In order to obtain a measure not influenced by the temperature, the values measured by a solarimeter which uses the photovoltaic effect must be corrected according to the temperature of the photovoltaic cell. This measurement can be made thanks to a thermocouple, while the fix factor must have high precision levels.
Pyranometers are instruments used to measure the global radiation on a surface (direct and diffuse radiation). Their functioning is generally based on the measurement of the difference between the temperature of a clear bright surface and a dark one. A dark surface can absorb most of the solar radiation while a clear surface tends to reflect it, absorbing less heat.
This difference in temperature is measured using a thermopile, and the difference of potential generated in the thermopile* (due to the temperature gradient between the two surfaces) allows to measure the value of the global incident solar radiation.
The response of this type of pyranometer can cover the entire range of wavelengths of the solar spectrum: approximately from 300 nm to 2800nm.
Note that the spectral range detectable by a pyranometer is wider than the one measurable with a solarimeter with silicon cell. For this reason, using a pyranometer to test the proper operation and performance of a PV system might lead you to think that the plant is not working properly under certain environmental conditions.

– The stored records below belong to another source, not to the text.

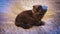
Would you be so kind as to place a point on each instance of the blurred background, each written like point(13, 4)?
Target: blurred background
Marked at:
point(9, 9)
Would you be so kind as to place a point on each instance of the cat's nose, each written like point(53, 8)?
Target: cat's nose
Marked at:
point(44, 7)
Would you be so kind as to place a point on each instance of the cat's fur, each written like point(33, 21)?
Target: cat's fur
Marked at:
point(30, 18)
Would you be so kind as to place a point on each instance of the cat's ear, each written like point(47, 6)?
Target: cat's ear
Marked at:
point(33, 6)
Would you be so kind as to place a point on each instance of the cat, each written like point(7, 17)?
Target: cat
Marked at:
point(30, 18)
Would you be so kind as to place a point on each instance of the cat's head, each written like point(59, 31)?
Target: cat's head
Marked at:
point(39, 9)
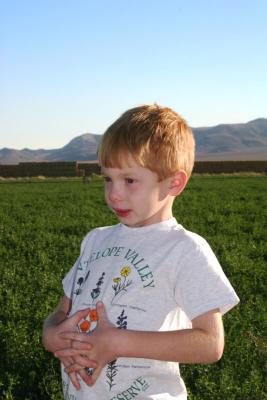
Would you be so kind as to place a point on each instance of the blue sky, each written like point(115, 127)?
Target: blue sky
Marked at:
point(71, 67)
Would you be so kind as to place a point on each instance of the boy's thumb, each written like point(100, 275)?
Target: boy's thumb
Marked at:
point(101, 311)
point(80, 315)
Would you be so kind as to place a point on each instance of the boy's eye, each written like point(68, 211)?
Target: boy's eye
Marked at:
point(129, 180)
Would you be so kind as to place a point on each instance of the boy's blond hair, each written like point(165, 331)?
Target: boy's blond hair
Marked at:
point(156, 137)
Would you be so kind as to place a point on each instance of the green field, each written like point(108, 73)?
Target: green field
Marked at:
point(41, 228)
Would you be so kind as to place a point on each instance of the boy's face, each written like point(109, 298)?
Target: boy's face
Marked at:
point(136, 196)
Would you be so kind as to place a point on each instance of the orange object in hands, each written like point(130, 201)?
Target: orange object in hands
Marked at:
point(93, 315)
point(89, 323)
point(85, 326)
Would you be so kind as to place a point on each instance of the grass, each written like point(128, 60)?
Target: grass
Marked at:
point(42, 223)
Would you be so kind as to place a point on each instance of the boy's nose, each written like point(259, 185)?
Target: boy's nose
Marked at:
point(114, 194)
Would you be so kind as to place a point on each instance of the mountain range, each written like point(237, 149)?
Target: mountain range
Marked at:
point(236, 142)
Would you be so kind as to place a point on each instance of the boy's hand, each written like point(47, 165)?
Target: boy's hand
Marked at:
point(53, 342)
point(95, 346)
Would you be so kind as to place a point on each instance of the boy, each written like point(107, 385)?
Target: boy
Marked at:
point(157, 288)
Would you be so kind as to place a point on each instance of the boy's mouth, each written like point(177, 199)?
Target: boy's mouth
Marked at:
point(121, 213)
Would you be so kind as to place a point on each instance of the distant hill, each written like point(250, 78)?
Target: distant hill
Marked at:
point(222, 142)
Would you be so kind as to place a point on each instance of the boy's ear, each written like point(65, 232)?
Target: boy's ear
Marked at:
point(177, 183)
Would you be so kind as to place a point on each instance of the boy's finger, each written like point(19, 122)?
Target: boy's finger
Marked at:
point(79, 337)
point(71, 352)
point(78, 367)
point(96, 374)
point(75, 318)
point(85, 377)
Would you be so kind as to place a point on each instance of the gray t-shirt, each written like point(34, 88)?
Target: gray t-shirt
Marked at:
point(154, 278)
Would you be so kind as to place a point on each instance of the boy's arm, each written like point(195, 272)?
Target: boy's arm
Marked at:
point(203, 343)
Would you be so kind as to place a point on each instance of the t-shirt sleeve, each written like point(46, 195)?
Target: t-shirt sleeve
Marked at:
point(69, 279)
point(201, 284)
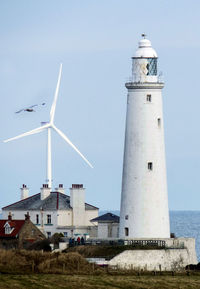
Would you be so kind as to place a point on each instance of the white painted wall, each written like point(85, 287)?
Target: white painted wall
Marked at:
point(61, 220)
point(144, 200)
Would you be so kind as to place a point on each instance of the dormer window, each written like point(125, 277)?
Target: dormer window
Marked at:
point(8, 229)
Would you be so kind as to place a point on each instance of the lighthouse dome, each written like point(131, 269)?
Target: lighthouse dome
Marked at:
point(145, 50)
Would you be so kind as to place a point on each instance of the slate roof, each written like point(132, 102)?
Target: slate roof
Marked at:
point(108, 217)
point(54, 201)
point(16, 224)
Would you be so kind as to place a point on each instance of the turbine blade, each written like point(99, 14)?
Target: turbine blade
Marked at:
point(34, 131)
point(53, 107)
point(71, 144)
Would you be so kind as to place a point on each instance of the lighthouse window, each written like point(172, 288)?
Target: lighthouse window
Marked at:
point(126, 232)
point(150, 166)
point(149, 97)
point(152, 66)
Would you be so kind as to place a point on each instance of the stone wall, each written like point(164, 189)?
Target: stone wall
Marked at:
point(178, 253)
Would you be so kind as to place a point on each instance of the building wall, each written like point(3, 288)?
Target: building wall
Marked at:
point(28, 234)
point(108, 230)
point(144, 201)
point(61, 221)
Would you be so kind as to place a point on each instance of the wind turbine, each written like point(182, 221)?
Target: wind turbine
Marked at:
point(50, 125)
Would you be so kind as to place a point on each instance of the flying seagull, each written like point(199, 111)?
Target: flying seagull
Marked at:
point(51, 126)
point(30, 108)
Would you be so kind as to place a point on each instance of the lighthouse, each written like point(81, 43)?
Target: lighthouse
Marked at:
point(144, 201)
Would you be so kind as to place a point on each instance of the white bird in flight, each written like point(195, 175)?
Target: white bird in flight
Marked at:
point(50, 126)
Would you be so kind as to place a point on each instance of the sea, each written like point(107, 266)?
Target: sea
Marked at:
point(182, 224)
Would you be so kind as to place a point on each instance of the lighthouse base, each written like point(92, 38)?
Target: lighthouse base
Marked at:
point(177, 253)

Instead, with a silicon-cell solarimeter, the given values are synchronized to the plant since the spectral portion necessary for the operation of a photovoltaic system is the same as that measured with this device.
Besides, the response of a pyranometer is much slower (on the order of tens seconds) than the response of a silicon-cell solarimeter (from fractions of a second to a second).
*A thermopile consist generally in thermocouples connected in series. A thermocouple is a junction between two different metals used to measure the temperature difference between two points. A thermocouple produces a potential that depends on the temperature gradient.